Here is a short analysis of the patterns of human activity taken from a personal activity monitor, or “wearable,” worn by an anonymous individual over the span of two months. From October through November 2012, the monitor recorded data in 5-minute intervals. Full disclosure, this was a neat little assignment from the Coursera class called “Reproducible Research.” I’m assuming it’s ok to post, since this is already on my github (including the data if you are interested) here, but if you’re working on this assignment some time in a future course offering, please don’t use this as your own homework.
First things first, let’s load the activity data into R as a data frame and look at it.
Cool, so we have three variables to work with. Let’s convert the date variable from a factor to a date type.
I’ll want to look at the total steps taken per day, so let’s make a new data frame for total daily steps to make it easier.
What is the average number of steps taken per day?
Let’s make a simple histogram of the total number of steps taken each day.
Now we’ll calculate the mean and median total steps per day.
The mean number of daily steps is 10766, and the median number of daily steps is 10765.
What does the average daily activity pattern look like?
Let’s manipulate the activity data frame a little so that it is easier to work with.
Now we’ll make a time series plot of the 5-minute interval (x-axis) and the average number of steps taken, averaged across all days (y-axis).
Looks like this person does a lot of running around in the morning getting ready before work.
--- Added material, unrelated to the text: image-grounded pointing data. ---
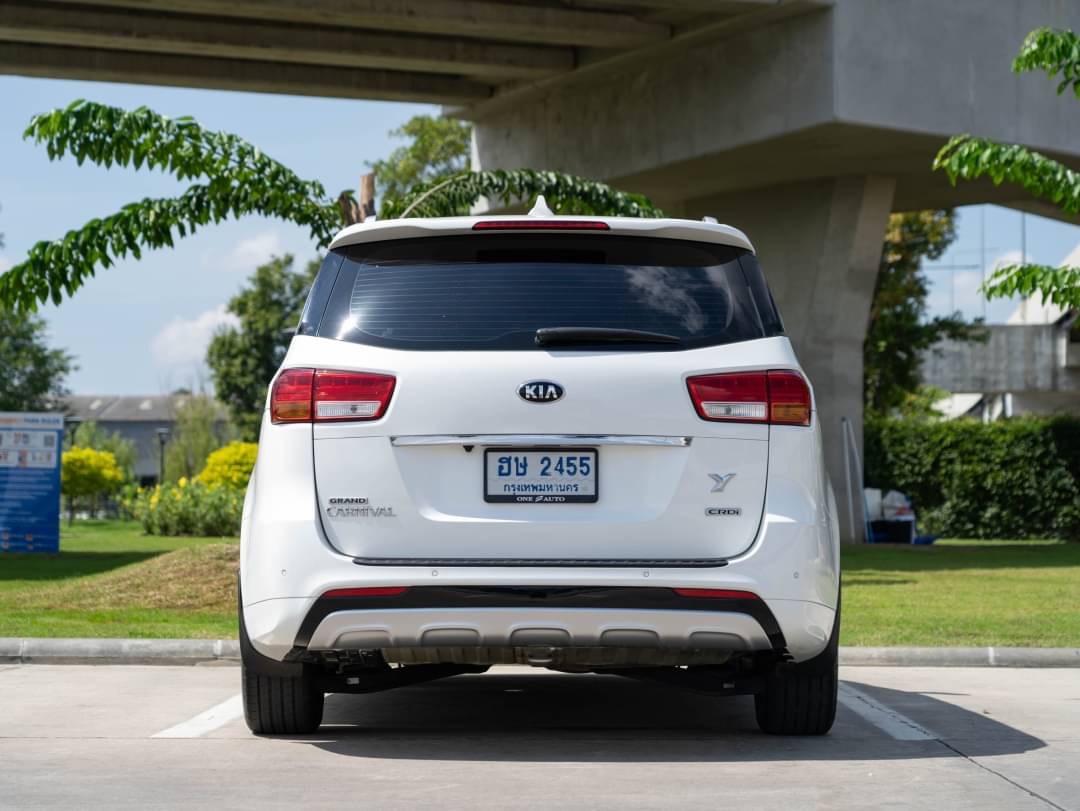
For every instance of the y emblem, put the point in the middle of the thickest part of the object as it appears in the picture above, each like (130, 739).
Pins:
(720, 481)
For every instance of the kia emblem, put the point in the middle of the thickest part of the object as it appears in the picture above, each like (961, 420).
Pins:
(540, 391)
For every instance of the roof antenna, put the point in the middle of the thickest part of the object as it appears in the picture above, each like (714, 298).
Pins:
(541, 210)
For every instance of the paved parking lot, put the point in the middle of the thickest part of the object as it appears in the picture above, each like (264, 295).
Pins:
(928, 738)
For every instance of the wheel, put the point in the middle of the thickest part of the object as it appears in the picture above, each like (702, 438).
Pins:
(281, 705)
(800, 699)
(279, 699)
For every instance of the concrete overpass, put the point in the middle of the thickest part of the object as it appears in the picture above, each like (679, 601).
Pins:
(805, 122)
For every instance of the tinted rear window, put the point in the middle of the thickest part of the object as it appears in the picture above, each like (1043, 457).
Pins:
(495, 291)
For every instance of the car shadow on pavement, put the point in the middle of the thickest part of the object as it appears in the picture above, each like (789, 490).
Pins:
(588, 718)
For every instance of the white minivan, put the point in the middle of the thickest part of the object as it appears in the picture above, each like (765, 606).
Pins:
(576, 443)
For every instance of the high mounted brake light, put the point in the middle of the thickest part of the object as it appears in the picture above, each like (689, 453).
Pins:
(327, 395)
(541, 225)
(778, 397)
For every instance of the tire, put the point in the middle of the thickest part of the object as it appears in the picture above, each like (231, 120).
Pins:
(800, 699)
(281, 705)
(280, 699)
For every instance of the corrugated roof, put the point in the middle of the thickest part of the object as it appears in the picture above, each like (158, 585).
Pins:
(130, 408)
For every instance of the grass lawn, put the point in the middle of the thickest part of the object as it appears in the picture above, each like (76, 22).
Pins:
(962, 593)
(111, 580)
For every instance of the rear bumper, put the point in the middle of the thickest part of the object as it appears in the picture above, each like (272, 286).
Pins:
(538, 616)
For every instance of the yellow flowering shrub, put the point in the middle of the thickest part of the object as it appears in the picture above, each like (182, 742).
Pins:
(230, 465)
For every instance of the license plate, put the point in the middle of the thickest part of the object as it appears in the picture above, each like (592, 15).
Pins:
(540, 475)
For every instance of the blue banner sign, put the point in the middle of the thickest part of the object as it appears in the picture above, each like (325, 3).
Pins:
(30, 482)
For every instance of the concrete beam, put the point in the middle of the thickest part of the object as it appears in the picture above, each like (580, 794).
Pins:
(617, 69)
(119, 29)
(257, 77)
(471, 18)
(1015, 357)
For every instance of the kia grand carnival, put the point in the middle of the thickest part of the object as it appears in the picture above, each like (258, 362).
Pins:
(582, 444)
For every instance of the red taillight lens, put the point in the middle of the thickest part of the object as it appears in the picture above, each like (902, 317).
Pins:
(716, 593)
(351, 395)
(780, 396)
(291, 396)
(376, 591)
(325, 395)
(540, 225)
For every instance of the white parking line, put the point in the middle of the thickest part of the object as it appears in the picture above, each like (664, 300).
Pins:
(213, 718)
(885, 718)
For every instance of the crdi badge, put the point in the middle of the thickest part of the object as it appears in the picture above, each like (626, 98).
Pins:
(30, 482)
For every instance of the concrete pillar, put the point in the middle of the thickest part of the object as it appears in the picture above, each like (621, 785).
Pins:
(820, 244)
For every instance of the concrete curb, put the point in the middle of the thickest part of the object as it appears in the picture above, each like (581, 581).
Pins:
(227, 651)
(961, 657)
(119, 651)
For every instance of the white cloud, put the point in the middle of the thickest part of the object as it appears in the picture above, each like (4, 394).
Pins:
(181, 342)
(247, 254)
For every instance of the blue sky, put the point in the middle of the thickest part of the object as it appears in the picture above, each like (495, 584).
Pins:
(142, 326)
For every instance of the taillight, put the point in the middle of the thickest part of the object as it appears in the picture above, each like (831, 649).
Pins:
(291, 396)
(351, 395)
(788, 399)
(780, 397)
(326, 395)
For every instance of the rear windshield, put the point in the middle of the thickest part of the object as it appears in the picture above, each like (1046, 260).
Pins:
(496, 291)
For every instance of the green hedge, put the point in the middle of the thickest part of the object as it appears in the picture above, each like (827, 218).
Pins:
(1011, 478)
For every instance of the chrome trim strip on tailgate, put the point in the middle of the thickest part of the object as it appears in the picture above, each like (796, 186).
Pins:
(530, 440)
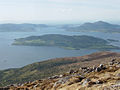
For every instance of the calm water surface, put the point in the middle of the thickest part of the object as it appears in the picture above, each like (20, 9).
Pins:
(18, 56)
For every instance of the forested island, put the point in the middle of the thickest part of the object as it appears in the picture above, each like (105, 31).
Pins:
(67, 42)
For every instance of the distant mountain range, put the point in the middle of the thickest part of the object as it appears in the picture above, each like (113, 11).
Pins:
(26, 27)
(67, 42)
(99, 26)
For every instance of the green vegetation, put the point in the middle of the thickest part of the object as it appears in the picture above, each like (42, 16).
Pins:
(52, 67)
(67, 42)
(34, 71)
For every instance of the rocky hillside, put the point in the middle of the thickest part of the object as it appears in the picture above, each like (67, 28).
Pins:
(97, 71)
(105, 76)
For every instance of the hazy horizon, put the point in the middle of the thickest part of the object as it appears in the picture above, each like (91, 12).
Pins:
(59, 11)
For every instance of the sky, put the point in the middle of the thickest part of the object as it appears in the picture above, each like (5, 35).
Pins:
(41, 11)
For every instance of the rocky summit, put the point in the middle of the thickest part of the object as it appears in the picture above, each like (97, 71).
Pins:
(105, 76)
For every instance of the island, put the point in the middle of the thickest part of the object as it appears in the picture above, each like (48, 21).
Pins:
(67, 42)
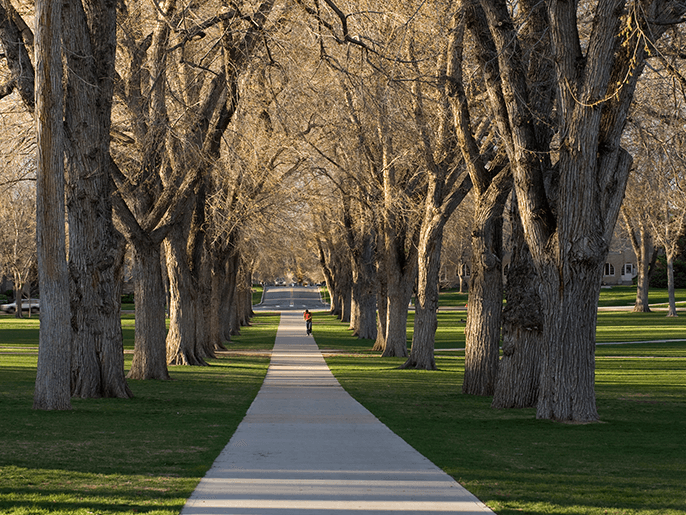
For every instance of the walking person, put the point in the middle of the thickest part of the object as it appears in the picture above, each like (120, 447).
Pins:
(308, 321)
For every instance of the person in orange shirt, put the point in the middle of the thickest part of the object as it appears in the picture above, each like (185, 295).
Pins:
(308, 321)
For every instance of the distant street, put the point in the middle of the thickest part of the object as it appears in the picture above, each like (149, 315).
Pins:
(291, 298)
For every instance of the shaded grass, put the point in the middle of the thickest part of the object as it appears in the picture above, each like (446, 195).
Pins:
(252, 339)
(626, 296)
(143, 455)
(610, 296)
(632, 463)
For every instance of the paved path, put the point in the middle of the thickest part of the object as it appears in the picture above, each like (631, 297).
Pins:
(307, 447)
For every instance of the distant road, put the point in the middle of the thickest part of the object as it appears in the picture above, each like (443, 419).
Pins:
(291, 298)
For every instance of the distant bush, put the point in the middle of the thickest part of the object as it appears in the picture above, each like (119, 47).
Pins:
(659, 277)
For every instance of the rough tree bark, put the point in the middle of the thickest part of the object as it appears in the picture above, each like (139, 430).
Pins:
(568, 228)
(96, 262)
(519, 368)
(644, 250)
(52, 390)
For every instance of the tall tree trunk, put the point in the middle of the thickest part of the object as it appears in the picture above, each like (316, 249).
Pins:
(364, 289)
(182, 348)
(426, 305)
(519, 369)
(400, 277)
(230, 299)
(19, 286)
(644, 250)
(219, 292)
(567, 390)
(52, 390)
(382, 305)
(345, 289)
(670, 284)
(94, 257)
(482, 346)
(203, 315)
(150, 353)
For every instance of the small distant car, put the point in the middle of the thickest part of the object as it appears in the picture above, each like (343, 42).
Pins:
(33, 305)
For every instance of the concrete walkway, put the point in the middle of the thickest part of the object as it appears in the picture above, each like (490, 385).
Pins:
(307, 447)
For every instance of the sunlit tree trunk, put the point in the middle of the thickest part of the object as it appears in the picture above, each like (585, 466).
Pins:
(644, 250)
(485, 305)
(150, 355)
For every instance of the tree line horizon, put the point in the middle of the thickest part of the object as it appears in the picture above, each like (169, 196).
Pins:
(186, 131)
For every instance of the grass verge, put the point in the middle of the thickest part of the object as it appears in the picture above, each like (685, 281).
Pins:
(631, 463)
(106, 456)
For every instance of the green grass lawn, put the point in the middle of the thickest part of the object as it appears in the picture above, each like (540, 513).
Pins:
(626, 296)
(610, 296)
(143, 455)
(631, 463)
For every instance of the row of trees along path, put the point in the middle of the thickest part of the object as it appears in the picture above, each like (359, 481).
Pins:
(186, 128)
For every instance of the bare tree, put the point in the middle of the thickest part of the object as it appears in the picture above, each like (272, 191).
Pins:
(53, 389)
(568, 222)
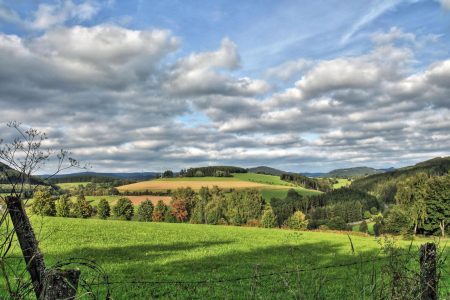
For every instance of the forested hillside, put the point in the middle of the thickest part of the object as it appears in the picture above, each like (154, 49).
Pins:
(384, 185)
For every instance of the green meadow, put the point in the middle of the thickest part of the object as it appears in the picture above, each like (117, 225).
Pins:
(148, 260)
(261, 178)
(70, 185)
(342, 182)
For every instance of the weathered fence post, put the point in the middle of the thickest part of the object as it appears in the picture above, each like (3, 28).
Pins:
(28, 243)
(60, 284)
(428, 272)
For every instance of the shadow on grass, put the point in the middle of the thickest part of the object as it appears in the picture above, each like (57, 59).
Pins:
(142, 271)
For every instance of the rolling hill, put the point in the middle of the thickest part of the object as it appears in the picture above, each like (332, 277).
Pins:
(384, 184)
(353, 172)
(266, 170)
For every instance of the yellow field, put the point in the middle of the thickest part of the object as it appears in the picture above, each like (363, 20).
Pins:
(195, 185)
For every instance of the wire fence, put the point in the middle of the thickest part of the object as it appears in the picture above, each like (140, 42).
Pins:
(389, 276)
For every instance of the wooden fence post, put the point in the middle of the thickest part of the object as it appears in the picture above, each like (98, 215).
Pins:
(428, 272)
(60, 284)
(27, 241)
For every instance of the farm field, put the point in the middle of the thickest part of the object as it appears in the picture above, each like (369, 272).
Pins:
(342, 182)
(281, 193)
(164, 184)
(70, 185)
(270, 186)
(135, 199)
(262, 178)
(161, 252)
(369, 227)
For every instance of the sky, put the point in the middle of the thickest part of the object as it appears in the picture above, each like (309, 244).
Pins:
(301, 86)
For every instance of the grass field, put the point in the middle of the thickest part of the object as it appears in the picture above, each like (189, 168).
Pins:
(70, 185)
(135, 199)
(369, 227)
(342, 182)
(270, 186)
(261, 178)
(134, 251)
(281, 193)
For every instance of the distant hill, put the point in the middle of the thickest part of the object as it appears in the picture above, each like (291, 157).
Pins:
(217, 171)
(267, 171)
(313, 175)
(354, 172)
(384, 184)
(89, 176)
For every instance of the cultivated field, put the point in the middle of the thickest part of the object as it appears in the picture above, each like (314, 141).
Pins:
(270, 186)
(135, 199)
(156, 254)
(342, 182)
(71, 185)
(164, 184)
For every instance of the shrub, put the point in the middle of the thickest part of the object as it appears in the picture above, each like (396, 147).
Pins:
(363, 227)
(253, 223)
(268, 219)
(124, 209)
(324, 227)
(81, 208)
(377, 228)
(63, 206)
(159, 211)
(398, 221)
(145, 211)
(169, 217)
(43, 204)
(337, 223)
(297, 221)
(103, 209)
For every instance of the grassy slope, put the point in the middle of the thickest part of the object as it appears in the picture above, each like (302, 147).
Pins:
(70, 185)
(261, 178)
(342, 182)
(161, 251)
(369, 226)
(275, 187)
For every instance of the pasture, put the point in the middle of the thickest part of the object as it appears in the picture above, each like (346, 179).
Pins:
(135, 199)
(71, 185)
(270, 186)
(143, 259)
(342, 182)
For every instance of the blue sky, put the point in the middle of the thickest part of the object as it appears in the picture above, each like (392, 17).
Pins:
(299, 85)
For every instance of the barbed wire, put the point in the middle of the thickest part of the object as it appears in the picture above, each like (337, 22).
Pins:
(250, 277)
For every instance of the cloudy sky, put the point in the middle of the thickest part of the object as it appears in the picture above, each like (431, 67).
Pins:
(298, 85)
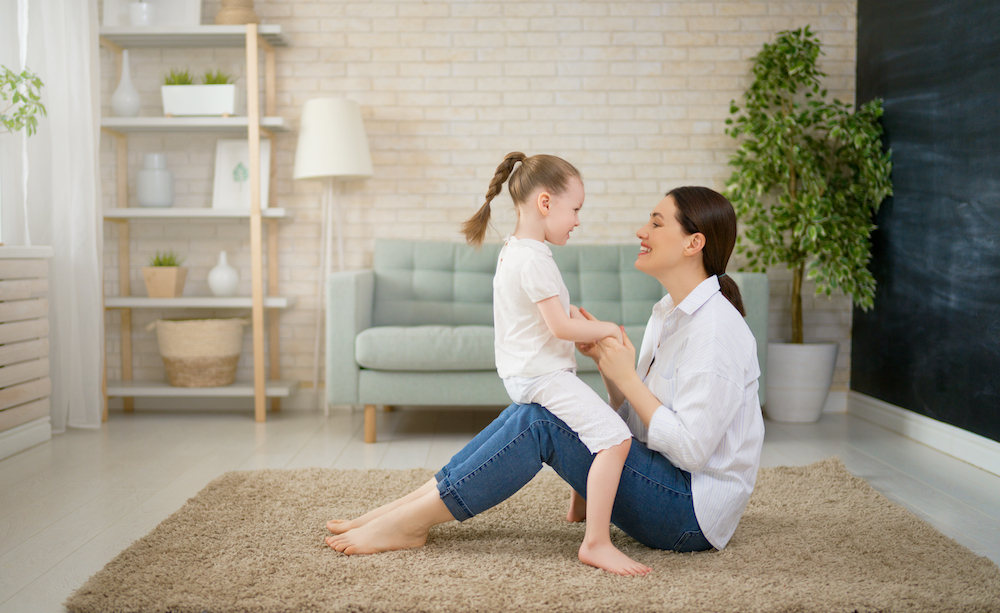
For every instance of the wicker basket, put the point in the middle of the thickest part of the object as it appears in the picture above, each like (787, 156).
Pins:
(200, 352)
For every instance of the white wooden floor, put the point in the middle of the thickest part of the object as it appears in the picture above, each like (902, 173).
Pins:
(70, 505)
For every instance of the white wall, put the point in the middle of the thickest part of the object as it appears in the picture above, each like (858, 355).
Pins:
(634, 93)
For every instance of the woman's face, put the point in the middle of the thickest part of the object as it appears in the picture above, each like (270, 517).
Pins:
(663, 240)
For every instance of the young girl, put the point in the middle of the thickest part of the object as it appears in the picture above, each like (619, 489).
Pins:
(536, 328)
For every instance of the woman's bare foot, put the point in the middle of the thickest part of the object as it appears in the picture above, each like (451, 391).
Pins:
(340, 526)
(607, 557)
(577, 507)
(389, 532)
(404, 527)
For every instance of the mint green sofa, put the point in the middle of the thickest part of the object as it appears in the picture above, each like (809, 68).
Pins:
(417, 329)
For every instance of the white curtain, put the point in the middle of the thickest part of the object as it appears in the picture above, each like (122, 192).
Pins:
(63, 192)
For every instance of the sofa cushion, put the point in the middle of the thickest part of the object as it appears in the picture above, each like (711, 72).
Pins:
(426, 348)
(438, 348)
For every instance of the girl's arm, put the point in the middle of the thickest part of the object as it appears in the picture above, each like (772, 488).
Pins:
(568, 328)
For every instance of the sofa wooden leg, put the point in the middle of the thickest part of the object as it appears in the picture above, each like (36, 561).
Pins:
(369, 423)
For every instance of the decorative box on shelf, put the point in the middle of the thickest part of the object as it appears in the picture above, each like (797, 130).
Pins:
(24, 348)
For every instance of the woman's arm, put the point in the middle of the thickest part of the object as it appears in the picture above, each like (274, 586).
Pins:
(592, 351)
(573, 329)
(616, 362)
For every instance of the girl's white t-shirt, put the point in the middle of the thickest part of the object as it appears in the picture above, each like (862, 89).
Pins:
(524, 346)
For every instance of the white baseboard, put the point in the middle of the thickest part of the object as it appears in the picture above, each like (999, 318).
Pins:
(962, 444)
(836, 402)
(26, 435)
(301, 400)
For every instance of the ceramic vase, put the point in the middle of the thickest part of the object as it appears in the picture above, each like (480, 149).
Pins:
(236, 12)
(125, 100)
(155, 184)
(798, 380)
(223, 279)
(142, 13)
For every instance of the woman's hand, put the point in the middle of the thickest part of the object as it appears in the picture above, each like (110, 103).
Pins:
(616, 360)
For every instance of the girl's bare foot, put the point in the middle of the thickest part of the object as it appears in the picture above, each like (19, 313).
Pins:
(577, 507)
(340, 526)
(607, 557)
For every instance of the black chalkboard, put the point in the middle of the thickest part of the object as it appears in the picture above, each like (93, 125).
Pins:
(932, 342)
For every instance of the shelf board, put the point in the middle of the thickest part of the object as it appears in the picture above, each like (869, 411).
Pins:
(190, 36)
(195, 302)
(190, 124)
(190, 213)
(161, 389)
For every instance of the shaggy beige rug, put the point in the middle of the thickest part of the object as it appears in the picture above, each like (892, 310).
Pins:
(813, 539)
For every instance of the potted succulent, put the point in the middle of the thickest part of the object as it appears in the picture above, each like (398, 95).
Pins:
(214, 96)
(810, 176)
(164, 276)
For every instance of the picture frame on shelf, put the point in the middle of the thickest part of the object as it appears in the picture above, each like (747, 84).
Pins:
(166, 12)
(231, 189)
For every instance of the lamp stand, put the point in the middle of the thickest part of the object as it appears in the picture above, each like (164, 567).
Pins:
(328, 200)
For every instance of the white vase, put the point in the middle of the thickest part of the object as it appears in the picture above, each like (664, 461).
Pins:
(155, 184)
(798, 380)
(223, 279)
(125, 100)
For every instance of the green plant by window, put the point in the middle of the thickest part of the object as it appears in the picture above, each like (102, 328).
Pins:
(178, 77)
(167, 258)
(810, 175)
(20, 100)
(216, 78)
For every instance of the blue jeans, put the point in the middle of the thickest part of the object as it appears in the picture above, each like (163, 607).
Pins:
(653, 505)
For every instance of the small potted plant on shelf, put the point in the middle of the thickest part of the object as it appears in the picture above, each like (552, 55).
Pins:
(164, 276)
(810, 175)
(182, 97)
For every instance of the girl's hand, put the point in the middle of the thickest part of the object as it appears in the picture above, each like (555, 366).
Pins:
(615, 360)
(588, 349)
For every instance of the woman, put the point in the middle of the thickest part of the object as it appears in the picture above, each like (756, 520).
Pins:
(691, 404)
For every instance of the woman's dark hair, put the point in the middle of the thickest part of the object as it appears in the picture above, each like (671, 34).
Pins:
(700, 209)
(547, 171)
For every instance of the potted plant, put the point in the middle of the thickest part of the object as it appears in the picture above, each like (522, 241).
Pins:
(20, 101)
(164, 276)
(810, 176)
(215, 96)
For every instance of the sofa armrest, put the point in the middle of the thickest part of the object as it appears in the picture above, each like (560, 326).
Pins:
(350, 301)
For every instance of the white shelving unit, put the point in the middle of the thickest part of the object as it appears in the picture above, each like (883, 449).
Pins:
(255, 124)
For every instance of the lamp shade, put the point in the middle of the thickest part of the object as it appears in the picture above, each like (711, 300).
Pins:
(332, 141)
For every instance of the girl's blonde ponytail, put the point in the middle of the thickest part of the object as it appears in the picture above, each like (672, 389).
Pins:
(475, 227)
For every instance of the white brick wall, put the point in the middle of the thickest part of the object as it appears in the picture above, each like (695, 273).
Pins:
(634, 93)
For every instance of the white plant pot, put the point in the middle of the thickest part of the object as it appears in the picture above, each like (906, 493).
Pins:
(198, 99)
(798, 380)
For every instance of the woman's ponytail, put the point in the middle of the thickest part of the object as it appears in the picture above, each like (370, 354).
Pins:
(700, 209)
(475, 227)
(731, 291)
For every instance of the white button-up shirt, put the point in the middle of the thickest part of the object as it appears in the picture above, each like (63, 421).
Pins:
(710, 424)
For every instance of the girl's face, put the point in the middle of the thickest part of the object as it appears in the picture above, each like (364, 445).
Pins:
(663, 240)
(564, 212)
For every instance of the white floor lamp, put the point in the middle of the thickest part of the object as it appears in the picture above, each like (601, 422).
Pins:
(332, 145)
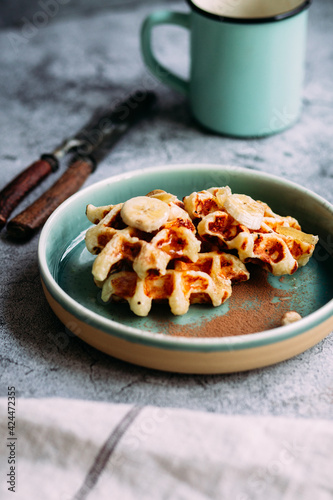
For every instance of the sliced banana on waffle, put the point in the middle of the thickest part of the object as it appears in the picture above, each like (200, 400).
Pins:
(145, 213)
(245, 210)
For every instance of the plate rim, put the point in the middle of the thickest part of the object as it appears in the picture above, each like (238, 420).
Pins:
(243, 341)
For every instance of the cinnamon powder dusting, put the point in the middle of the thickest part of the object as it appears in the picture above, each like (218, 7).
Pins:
(254, 306)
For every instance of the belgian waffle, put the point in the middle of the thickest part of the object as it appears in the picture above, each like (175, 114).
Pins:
(116, 243)
(207, 280)
(278, 253)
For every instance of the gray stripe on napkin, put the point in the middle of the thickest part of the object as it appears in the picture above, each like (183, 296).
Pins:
(105, 453)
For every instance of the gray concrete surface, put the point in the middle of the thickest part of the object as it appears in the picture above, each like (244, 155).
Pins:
(51, 82)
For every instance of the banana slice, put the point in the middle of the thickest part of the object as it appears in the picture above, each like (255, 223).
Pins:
(245, 210)
(163, 196)
(144, 213)
(222, 194)
(298, 235)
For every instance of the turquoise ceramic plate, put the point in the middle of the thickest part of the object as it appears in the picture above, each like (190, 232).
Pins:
(167, 342)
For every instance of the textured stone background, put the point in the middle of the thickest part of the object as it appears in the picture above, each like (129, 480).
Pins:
(52, 79)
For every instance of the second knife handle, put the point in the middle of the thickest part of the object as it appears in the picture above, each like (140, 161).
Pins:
(23, 183)
(25, 224)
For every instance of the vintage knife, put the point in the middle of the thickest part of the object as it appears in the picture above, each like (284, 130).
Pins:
(85, 160)
(117, 120)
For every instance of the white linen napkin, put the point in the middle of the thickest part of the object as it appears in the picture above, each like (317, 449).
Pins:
(77, 450)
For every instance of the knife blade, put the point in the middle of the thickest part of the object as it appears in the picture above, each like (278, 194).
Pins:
(86, 139)
(84, 162)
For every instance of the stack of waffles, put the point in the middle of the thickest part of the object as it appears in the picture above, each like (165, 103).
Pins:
(159, 248)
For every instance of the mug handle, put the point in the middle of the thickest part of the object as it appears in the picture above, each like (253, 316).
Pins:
(160, 71)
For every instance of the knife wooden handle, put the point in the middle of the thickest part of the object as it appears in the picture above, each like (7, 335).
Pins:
(19, 187)
(26, 223)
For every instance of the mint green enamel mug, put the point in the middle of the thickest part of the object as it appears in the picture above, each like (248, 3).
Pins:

Which 5-minute interval contains the maximum number of steps?
The interval number 835 contains the maximum number of steps. That looks consistent with our plot.
Imputing missing values
Until now, we just ignored missing values in the data. Let’s try to fill them in with a reasonable guess. First, find the total number of missing values in the dataset.
The steps variable is the only variable with missing values. There are 2304 missing values in the dataset.
Let’s devise a strategy to replace missing values. I will replace the missing values with the average for that interval, since the pattern varies significantly over the course of a day. First, let’s merge the daily pattern data frame with the activity data frame.
Now create a new dataset equal to the original but with the missing data filled in.
Let’s look at a histogram of the total number of steps taken each day and calculate the mean and median total number of steps taken per day with this new imputed data to compare with the original. First I will make a new data frame again for the total daily steps.
Now make the histogram.
Now the mean and median total steps are 9371 and 10395, respectively. Imputing missing data has changed these estimates, and in this case, lowers both the mean and median, with a more significant effect on the mean.
Are there differences in activity patterns between weekdays and weekends?
To look at this, first we’ll create a new factor variable in the dataset with two levels “weekday” and “weekend”
Now let’s look at a panel plot containing a time series plot of the 5-minute interval (x-axis) and the average number of steps taken, averaged across all weekday days or weekend days (y-axis).
Yep, it does look like there are differences in activity patterns between weekdays and weekends. During weekdays, there is a peak in activity early in the day (maybe when this guy is getting ready for work or walking to work) and then little activity the rest of the day. During weekends, the activity is consistently slightly higher over the day, but without the peak seen on weekdays.
That was fun! What else could we look at with these data?